MİZAH
Giriş Tarihi : 24-03-2023 20:55

Nöbetçi Fırın

Yazan: Ender Arslan -NÖBETÇİ FIRIN

Nöbetçi Fırın

NÖBETÇİ FIRIN

“Kim söylüyor kardeşim böyle şeyleri? Yok öyle bir şey!”
“Abi bırak şimdi sen de ya, bizim Müfit görmüş işte seni!”
“Ulan o üçkağıtçının lafını mı muteber sayıyorsun yoksa benimkini mi?”
“Ama abi Müfit dedi ki…”
“Aha da okey çektim beyler, bu oyun böyle oynanır! Hadi bakayım mektebeee!”

Birden büyük bir gürültüyle sarsıldı fayans üstatları. Tek farı yanan bir araba duvara yıkıp pişpirik masasının ortasına dalmıştı. Toz duman arasında gıcırtıyla şoför kapısı açılırken oflaya puflaya ayağa kalkmaya çalışıyordu etrafa savrulan pişpirikçiler. 
“Burada bir fırın vardı abicim ne zaman kıraathane oldu burası ya?”
“Fırın yan tarafta da birader, bu saatte açık olmaz ki fırın!”
“Hadi ya! Hanıma da söz vermiştim, eve gelirken ekmek alırım diye.
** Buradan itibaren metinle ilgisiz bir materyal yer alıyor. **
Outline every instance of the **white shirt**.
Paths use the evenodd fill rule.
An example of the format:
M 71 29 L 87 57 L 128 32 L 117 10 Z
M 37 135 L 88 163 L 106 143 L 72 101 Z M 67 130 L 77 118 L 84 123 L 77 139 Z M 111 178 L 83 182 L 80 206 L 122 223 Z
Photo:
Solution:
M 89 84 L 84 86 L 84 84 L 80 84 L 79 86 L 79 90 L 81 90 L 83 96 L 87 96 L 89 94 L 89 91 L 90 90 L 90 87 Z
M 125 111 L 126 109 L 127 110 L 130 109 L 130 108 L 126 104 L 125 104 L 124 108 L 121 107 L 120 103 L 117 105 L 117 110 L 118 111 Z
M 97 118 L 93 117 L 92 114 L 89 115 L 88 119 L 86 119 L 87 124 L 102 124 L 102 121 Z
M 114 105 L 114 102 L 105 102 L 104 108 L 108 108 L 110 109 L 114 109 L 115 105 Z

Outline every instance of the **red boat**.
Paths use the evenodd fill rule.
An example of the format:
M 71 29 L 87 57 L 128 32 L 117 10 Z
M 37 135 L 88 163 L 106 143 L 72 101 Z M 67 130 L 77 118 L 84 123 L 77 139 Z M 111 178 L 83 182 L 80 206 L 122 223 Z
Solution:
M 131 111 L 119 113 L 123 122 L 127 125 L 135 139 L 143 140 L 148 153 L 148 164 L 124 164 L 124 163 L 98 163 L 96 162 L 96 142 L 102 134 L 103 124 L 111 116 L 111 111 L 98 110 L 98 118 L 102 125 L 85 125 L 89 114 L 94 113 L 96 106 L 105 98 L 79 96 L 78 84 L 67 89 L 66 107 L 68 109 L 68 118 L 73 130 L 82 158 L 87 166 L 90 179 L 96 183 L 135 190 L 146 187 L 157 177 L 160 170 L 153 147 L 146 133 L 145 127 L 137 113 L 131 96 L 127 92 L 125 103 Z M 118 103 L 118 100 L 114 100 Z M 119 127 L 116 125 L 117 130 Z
Ama ben ne yapayım arkadaşlar ısrar etti otur diye bak geç kaldım işte eve!”
“Senin kafan mı iyi birader duvarı da yıktın oyunu da bozdun, ne yaptın sen yaaa!”
“Ya ben ekmek için bozuk para bakıyordum çakmaklığın oralarda, bir de baktım gelmişiz ama fırın yok! Şimdi nerden bulurum ben ekmeği yaaa?”

Uyuklamasına zorunlu mola veren ihtiyar adam sadece ekmek meselesini anlamıştı.
“Evladım sen çok yanlış geldin, bir tek yukarı mahalledeki fırın açık olur bu saatte. Sen şimdi oraya git hemen ama giderken de şu kapıyı kapat. Esiyor bak soğudu içerisi.”
“Nöbetçi fırın orası mı dayı? Tam ne tarafa düşüyor bu fırın?”

Birden bir kükreme duyuldu,
“Ulaaan! Sizi bana sayıyla mı verdiler, bu sene beşinci keredir destursuz dalıyorsunuz mekânıma! Azıcık yavaş gidin ulan hayvan herifler!”
“Sakin ol Rıfat, adam isteyerek mi çarptı canım? Bak onun da arabası pert oldu.”
“E tabi adam sonuçta ekmeğinin derdinde; bak ekmek almaya gelmiş değil mi birader?”
“Zevzeklik etme sen de şimdi! Ama biz sana hep söylüyoruz kardeşim, şu ön tarafa bariyer duvarı neyin bir şey yaptırıver. Vallahi can güvenliğimiz yok yahu!”
“Hakikaten lan Rıfat, böyle giderse ben öteki kahveye çıkacağım artık ha. Ne bu böyle?”
“Ne diyorsun ulan sen!”
“Ben seni sevdiğimden Rıfat abi yoksa nedir yani?”
“Tamam beyler bir sakin olun! Herkes iyi mi? Kırığı çıkığı olan var mı?”

Pişpirikçiler şaşkın şaşkın kafa sallayıp onayladılar. Masa şimdi kurulsa oyuna devam ederiz havasına girdiler hemen.
“Rıfat üşüdük! Çayla bizi de içimiz ısınsın!”

Karakoldan sabaha karşı çıktığında güneş doğmamıştı daha. Etrafına bakındı her yer kapalıydı hala, sinirlendi. Söylenmeye başladı;
“Nöbetçi eczane var da neden nöbetçi fırın yok kardeşim? Evet evet, nöbetçi fırın kesin şart!”